Burgos is the city that I was so fortunate to call home for the past nine months. I honestly didn’t know what to expect since it’s not really a city that most people take the time to go to visit let alone blog about it. One awesome blogger Ashley fills us all in on life in Burgos and I’m honestly so grateful to call her a great friend. She has a ton of valuable information on her blog like where to score the best vegetarian food in Spain, a Spanish word of the day from her adorable fiancee, and tips for auxiliares de conversación. I am so excited to feature this girl and I hope you all take the time to check out her blog and social media for some sweet content about Spain!
1. Why did you choose Spain?
Well, I don’t think I necessarily chose Spain, it sort of fell into my lap. A lot of foreigners who come to Spain story of how they dreamt of living here after a holiday, studying Spanish or from an interest in the culture/literature/history, etc. I’m a French major from university, so my path was leaning more toward France or French Canada, that is until I met my Spanish partner in London in 2011. After years of long-distance, dealing with the stress of expiring visas and too many overseas moves we made the decision to leave Canada two years ago and move to Spain. I haven’t regretted the decision once. It’s not always easy living in another country, but we work through the hard stuff and always come out the other side winning. I adore Spain, Spanish food and the Spanish culture, and am proud to call it my home.
2. Can you tell us where you are located?
I live in Burgos, a city with a population of about 180,000, in northern Castilla y León. Despite its reputation for being one of the coldest cities in Spain (yup, it snows here) and for having “cold people” as a result, I adore this city. I was lucky enough to visit Burgos a handful of times before moving here last spring, meaning that I was slightly familiar with the place I’d be calling home. Burgos is really beautiful and due to it’s important place in Spanish history has an impressive assortment of monuments and sites to visit. Aside from morcilla de Burgos, Burgos is best known for Cid Campeador, the 11th-century Spanish hero, and it’s breathtaking Gothic cathedral. However, Burgos has plenty more to offer beside these, it’s home to Atapuerca (an archaeological dig where the oldest human fossils and tools in Western Europe have been found) and the Museum of Human Evolution. Burgos is also a goldmine for impressive stone monasteries and luscious green spaces. The food is another reason why I love this city; Burgos was named the Spanish Gastronomy Capital in 2013 and there’s no doubting why, the food scene here is phenomenal (for vegetarians and meat-eaters alike)!
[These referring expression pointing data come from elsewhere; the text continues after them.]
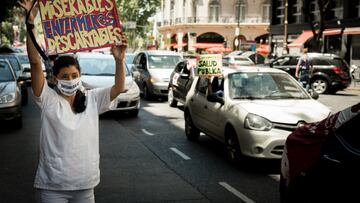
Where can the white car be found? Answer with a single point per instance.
(251, 110)
(98, 70)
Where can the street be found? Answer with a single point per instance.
(149, 159)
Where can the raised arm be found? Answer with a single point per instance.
(119, 56)
(37, 75)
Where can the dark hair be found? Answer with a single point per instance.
(65, 62)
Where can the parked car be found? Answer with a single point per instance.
(180, 82)
(98, 70)
(251, 110)
(321, 162)
(233, 61)
(10, 95)
(24, 61)
(331, 72)
(151, 71)
(19, 72)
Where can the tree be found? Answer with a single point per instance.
(318, 25)
(138, 11)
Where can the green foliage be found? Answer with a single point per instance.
(138, 11)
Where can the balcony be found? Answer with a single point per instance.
(215, 20)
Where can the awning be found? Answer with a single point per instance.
(303, 37)
(218, 49)
(207, 45)
(180, 45)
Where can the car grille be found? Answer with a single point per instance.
(278, 150)
(124, 104)
(288, 127)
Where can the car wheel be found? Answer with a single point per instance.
(320, 85)
(24, 97)
(191, 131)
(146, 93)
(171, 100)
(134, 113)
(18, 123)
(233, 151)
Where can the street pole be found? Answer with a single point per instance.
(238, 28)
(285, 47)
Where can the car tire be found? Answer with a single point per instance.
(146, 93)
(134, 113)
(171, 100)
(191, 131)
(320, 85)
(18, 123)
(24, 97)
(233, 152)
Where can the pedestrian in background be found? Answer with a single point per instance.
(68, 168)
(304, 69)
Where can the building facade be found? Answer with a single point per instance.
(193, 25)
(342, 22)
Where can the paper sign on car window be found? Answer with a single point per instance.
(78, 25)
(209, 65)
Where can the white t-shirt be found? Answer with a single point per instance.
(69, 142)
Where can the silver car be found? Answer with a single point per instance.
(10, 95)
(251, 110)
(98, 70)
(152, 70)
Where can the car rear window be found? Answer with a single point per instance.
(338, 62)
(5, 73)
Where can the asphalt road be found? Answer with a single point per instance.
(148, 159)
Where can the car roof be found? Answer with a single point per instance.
(251, 69)
(160, 52)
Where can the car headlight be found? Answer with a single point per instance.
(154, 80)
(7, 98)
(255, 122)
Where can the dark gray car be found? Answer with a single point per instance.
(331, 72)
(151, 71)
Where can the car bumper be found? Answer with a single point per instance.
(264, 144)
(125, 104)
(160, 89)
(10, 113)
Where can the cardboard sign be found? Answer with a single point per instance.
(79, 25)
(209, 65)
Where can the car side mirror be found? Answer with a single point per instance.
(26, 70)
(216, 97)
(184, 75)
(314, 94)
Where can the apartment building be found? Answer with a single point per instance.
(341, 36)
(195, 25)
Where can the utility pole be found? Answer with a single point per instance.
(285, 47)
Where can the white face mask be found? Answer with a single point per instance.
(69, 87)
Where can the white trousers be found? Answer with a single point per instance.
(56, 196)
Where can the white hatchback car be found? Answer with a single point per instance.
(98, 70)
(251, 110)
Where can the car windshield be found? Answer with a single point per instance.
(163, 61)
(264, 86)
(5, 73)
(12, 60)
(129, 58)
(99, 66)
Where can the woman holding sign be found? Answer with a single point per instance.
(68, 168)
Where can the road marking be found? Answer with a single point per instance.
(236, 192)
(147, 132)
(180, 153)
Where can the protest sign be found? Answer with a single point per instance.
(79, 25)
(209, 65)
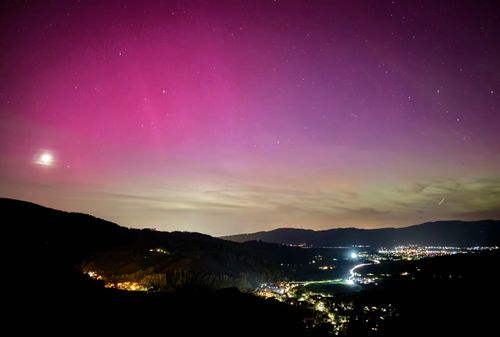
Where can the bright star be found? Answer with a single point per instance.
(45, 159)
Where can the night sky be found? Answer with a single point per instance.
(236, 116)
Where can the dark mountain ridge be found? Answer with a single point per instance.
(445, 233)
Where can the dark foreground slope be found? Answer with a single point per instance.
(123, 254)
(446, 233)
(48, 293)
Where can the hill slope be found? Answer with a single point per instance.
(164, 260)
(449, 233)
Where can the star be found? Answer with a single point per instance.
(45, 159)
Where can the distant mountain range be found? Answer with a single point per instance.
(48, 239)
(446, 233)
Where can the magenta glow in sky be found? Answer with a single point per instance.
(236, 116)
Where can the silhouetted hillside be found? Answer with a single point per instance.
(162, 260)
(449, 233)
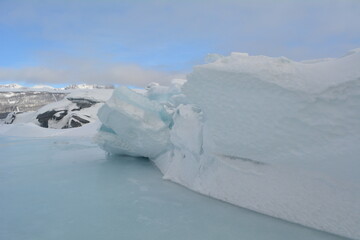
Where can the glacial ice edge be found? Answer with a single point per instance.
(269, 134)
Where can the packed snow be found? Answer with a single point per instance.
(269, 134)
(64, 187)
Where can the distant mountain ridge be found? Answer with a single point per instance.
(18, 87)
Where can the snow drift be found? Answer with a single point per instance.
(270, 134)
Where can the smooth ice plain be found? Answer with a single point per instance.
(66, 188)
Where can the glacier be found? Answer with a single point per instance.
(273, 135)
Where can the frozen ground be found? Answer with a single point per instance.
(67, 188)
(272, 135)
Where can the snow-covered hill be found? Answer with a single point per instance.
(14, 97)
(269, 134)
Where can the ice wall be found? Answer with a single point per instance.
(269, 134)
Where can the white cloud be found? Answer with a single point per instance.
(124, 74)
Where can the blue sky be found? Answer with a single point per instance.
(136, 42)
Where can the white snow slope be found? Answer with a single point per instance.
(269, 134)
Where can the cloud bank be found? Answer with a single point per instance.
(154, 38)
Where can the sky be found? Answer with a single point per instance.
(134, 42)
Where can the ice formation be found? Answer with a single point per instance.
(269, 134)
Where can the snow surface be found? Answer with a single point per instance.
(64, 187)
(269, 134)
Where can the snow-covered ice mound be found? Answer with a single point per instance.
(270, 134)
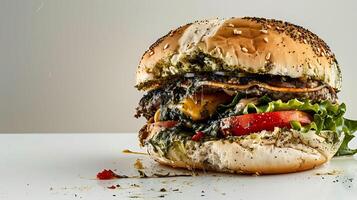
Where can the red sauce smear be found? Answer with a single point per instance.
(106, 174)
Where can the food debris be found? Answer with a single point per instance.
(142, 174)
(138, 164)
(133, 152)
(108, 174)
(333, 172)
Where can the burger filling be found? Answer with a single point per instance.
(203, 107)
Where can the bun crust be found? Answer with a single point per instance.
(252, 45)
(267, 152)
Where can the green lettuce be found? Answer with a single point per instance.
(326, 115)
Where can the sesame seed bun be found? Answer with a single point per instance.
(252, 45)
(266, 152)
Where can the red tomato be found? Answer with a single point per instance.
(251, 123)
(198, 136)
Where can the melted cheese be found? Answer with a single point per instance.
(263, 85)
(201, 107)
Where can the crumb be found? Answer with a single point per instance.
(111, 187)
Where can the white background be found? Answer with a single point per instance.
(69, 65)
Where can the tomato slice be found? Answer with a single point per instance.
(251, 123)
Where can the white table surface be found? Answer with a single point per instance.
(64, 166)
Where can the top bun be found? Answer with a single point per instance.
(247, 45)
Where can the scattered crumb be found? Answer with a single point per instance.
(133, 152)
(138, 164)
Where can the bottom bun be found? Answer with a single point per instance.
(266, 152)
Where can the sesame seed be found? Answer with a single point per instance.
(237, 32)
(267, 57)
(264, 31)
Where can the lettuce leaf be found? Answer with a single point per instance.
(326, 115)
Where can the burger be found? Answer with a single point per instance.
(242, 95)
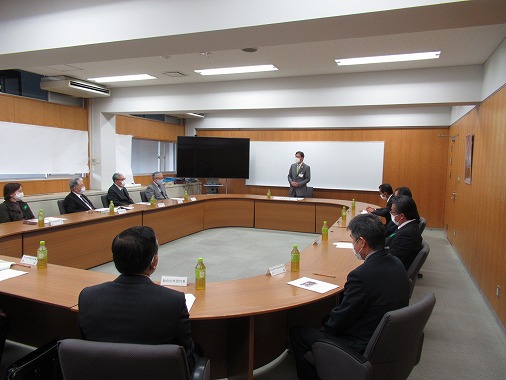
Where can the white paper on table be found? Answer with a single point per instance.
(10, 273)
(190, 300)
(313, 285)
(343, 244)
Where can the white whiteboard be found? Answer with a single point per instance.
(34, 149)
(341, 165)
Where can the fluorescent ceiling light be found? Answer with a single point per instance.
(122, 78)
(388, 58)
(237, 70)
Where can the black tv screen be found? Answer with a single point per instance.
(212, 157)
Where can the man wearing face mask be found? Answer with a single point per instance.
(406, 242)
(157, 187)
(298, 176)
(377, 286)
(14, 209)
(386, 193)
(76, 201)
(118, 193)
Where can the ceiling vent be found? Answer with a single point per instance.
(74, 87)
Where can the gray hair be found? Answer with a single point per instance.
(74, 182)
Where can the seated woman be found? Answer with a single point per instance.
(14, 208)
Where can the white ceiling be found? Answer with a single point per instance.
(467, 33)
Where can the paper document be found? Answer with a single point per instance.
(313, 285)
(190, 300)
(6, 264)
(343, 244)
(10, 273)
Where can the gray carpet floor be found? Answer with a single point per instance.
(463, 339)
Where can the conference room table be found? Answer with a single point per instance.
(241, 324)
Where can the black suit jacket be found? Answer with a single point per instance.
(119, 197)
(377, 286)
(73, 203)
(133, 309)
(405, 243)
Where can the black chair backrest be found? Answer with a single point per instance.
(84, 360)
(421, 224)
(61, 206)
(395, 347)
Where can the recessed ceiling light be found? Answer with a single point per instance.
(122, 78)
(237, 70)
(388, 58)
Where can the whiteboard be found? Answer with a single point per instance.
(340, 165)
(34, 149)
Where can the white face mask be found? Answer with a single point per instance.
(357, 254)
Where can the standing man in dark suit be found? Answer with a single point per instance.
(133, 309)
(157, 187)
(377, 286)
(118, 193)
(298, 176)
(76, 201)
(406, 242)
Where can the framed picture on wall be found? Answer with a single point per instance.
(469, 159)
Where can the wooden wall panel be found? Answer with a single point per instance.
(475, 217)
(413, 157)
(148, 129)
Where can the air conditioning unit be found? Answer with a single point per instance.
(74, 87)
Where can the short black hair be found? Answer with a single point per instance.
(386, 188)
(403, 190)
(370, 228)
(407, 206)
(10, 188)
(133, 249)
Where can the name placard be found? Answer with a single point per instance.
(276, 269)
(30, 260)
(174, 281)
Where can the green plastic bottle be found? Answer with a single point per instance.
(42, 255)
(295, 259)
(200, 274)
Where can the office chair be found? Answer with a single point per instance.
(416, 265)
(394, 349)
(4, 326)
(421, 226)
(84, 360)
(61, 206)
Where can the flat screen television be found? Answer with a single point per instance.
(212, 157)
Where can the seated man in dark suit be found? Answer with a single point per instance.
(76, 201)
(133, 309)
(118, 193)
(406, 242)
(157, 187)
(377, 286)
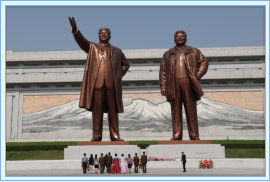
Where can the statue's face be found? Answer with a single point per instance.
(104, 36)
(180, 39)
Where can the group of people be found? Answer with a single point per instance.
(114, 164)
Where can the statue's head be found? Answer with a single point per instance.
(180, 37)
(104, 35)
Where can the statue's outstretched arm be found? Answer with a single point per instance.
(79, 38)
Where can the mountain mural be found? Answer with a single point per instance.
(152, 115)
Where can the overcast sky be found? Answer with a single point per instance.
(46, 28)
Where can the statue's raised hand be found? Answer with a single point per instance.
(73, 23)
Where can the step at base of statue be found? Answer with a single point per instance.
(194, 149)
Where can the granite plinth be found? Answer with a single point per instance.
(192, 151)
(184, 142)
(104, 143)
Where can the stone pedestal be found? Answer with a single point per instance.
(201, 149)
(192, 151)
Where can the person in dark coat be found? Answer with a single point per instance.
(136, 162)
(183, 159)
(101, 163)
(101, 90)
(144, 161)
(109, 162)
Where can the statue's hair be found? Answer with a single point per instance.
(180, 31)
(107, 29)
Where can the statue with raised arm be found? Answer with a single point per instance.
(180, 71)
(102, 82)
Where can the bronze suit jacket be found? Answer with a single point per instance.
(196, 65)
(119, 66)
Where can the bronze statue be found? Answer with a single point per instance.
(180, 71)
(102, 82)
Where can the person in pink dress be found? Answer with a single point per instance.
(123, 164)
(115, 165)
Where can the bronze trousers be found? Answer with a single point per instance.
(184, 94)
(104, 97)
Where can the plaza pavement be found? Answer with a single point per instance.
(150, 172)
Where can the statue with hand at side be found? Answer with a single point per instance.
(180, 71)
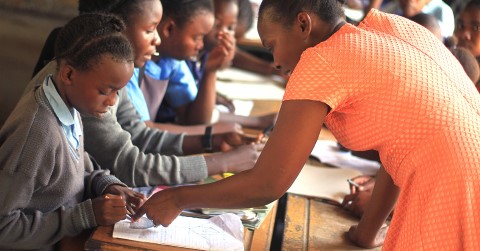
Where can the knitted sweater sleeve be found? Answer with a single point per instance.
(30, 172)
(134, 153)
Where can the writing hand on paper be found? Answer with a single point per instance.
(160, 208)
(359, 238)
(132, 199)
(356, 201)
(223, 100)
(109, 209)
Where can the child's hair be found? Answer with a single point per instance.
(285, 12)
(183, 11)
(86, 38)
(125, 9)
(468, 61)
(245, 13)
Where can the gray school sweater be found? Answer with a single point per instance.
(134, 153)
(44, 190)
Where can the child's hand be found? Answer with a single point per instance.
(357, 202)
(160, 208)
(367, 239)
(109, 209)
(132, 199)
(222, 100)
(365, 182)
(222, 55)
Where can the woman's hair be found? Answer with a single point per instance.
(245, 13)
(285, 12)
(473, 3)
(125, 9)
(85, 39)
(183, 11)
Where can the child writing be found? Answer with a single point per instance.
(182, 30)
(365, 83)
(50, 188)
(142, 156)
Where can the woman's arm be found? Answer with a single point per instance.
(384, 197)
(296, 131)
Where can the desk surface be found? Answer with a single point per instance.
(101, 238)
(311, 224)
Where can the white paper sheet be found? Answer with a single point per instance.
(222, 232)
(238, 84)
(327, 152)
(242, 107)
(323, 182)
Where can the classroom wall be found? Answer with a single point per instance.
(57, 8)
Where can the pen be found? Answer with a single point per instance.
(353, 183)
(265, 133)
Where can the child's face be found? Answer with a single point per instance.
(226, 14)
(142, 31)
(412, 7)
(184, 42)
(467, 30)
(92, 91)
(284, 44)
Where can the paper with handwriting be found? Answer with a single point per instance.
(222, 232)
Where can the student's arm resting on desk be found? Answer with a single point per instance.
(296, 131)
(141, 164)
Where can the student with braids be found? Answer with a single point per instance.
(141, 156)
(387, 85)
(49, 186)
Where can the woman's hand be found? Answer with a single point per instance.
(161, 208)
(360, 240)
(133, 200)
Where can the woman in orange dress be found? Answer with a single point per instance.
(388, 85)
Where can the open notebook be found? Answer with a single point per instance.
(323, 182)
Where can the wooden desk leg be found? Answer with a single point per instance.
(75, 243)
(296, 223)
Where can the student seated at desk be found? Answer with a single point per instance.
(437, 8)
(142, 156)
(429, 149)
(49, 186)
(211, 59)
(185, 104)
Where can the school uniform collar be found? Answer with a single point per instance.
(68, 117)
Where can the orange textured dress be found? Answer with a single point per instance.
(393, 87)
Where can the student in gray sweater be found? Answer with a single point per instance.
(143, 156)
(49, 186)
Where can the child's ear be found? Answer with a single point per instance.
(304, 23)
(168, 28)
(67, 73)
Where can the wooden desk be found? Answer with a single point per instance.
(258, 239)
(311, 224)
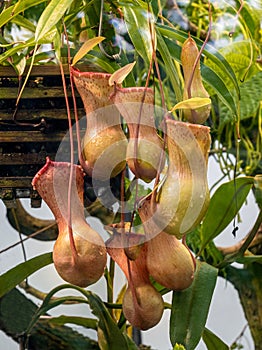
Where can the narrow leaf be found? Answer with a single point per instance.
(86, 47)
(209, 76)
(209, 51)
(109, 335)
(137, 22)
(50, 16)
(23, 22)
(9, 13)
(212, 341)
(179, 347)
(192, 103)
(119, 76)
(249, 259)
(80, 321)
(190, 307)
(224, 206)
(11, 278)
(169, 65)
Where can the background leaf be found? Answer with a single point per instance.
(224, 206)
(212, 341)
(86, 47)
(136, 19)
(80, 321)
(209, 51)
(50, 16)
(190, 307)
(17, 274)
(8, 14)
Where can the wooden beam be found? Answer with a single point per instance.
(32, 114)
(31, 136)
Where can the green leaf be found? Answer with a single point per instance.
(137, 22)
(209, 52)
(109, 335)
(251, 96)
(209, 76)
(80, 321)
(23, 22)
(258, 189)
(179, 347)
(192, 103)
(119, 76)
(169, 65)
(50, 16)
(11, 278)
(212, 341)
(190, 307)
(242, 57)
(249, 259)
(9, 13)
(224, 206)
(28, 44)
(86, 47)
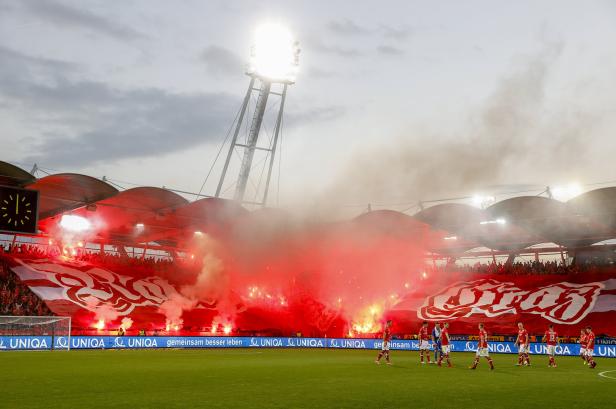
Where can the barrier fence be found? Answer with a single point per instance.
(109, 342)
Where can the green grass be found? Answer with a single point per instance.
(267, 378)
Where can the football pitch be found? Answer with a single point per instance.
(291, 378)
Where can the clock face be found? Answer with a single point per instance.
(18, 210)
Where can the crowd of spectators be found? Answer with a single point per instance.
(16, 298)
(138, 265)
(523, 268)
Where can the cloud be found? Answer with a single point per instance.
(314, 115)
(221, 62)
(318, 45)
(389, 50)
(504, 141)
(63, 15)
(395, 33)
(88, 121)
(347, 27)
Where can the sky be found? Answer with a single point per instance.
(395, 102)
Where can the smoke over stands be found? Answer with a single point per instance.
(270, 272)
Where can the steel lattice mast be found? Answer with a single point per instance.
(265, 75)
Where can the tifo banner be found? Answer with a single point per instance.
(568, 302)
(86, 342)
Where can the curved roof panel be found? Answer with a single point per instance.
(67, 191)
(598, 204)
(11, 175)
(121, 213)
(451, 217)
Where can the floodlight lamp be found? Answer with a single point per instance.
(274, 55)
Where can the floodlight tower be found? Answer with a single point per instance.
(274, 59)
3. What was the biggest obstacle you faced when you made the move to Spain?
I’m sure most people would name the language as their biggest obstacle after moving to Spain, but I was lucky enough to have a few years of Spanish immersion from living with Spanish partner, so the language wasn’t the problem. However, it could have been if I hadn’t had his help before moving here. I think the biggest obstacle for me- and it still holds true- is finding my place in Spain. Unlike a lot of English (or other) speakers my age, Spain is permanent for me; I have Spanish residency and have made it my home. I struggle with being someone who stays while everyone else leaves, with making friends and with feeling like I’m a part of a community here. Some days are harder than others, but I can definitely day that now in my second year in Spain and after having forced myself to do the same things as I did in Canada (like volunteering, going to the gym or attending cultural activities) I struggle with finding my place less than before. I do my best to stay positive and keep pushing myself out of my comfort zone.
4. Can you describe Spain in three words?
Alive, real, colourful.
5. What is one thing you wish you knew before coming to Spain?
Oh, this one question’s difficult! I guess I’ll say that I wish I’d known that I was going to have to teach English for longer than I want to. After 3 years as a language assistant (two in Spain and another in France) and having renewed for another I’m starting to test the waters and see what I can do to support myself that doesn’t mean teaching English. I certainly don’t mind it, but I’d like a job related to my field of study, with more security than 8 months as a language assistant each school year. I’m sure that before I came here I thought I wouldn’t dedicate so many years to teaching English, a friendly heads-up would have been appreciated it!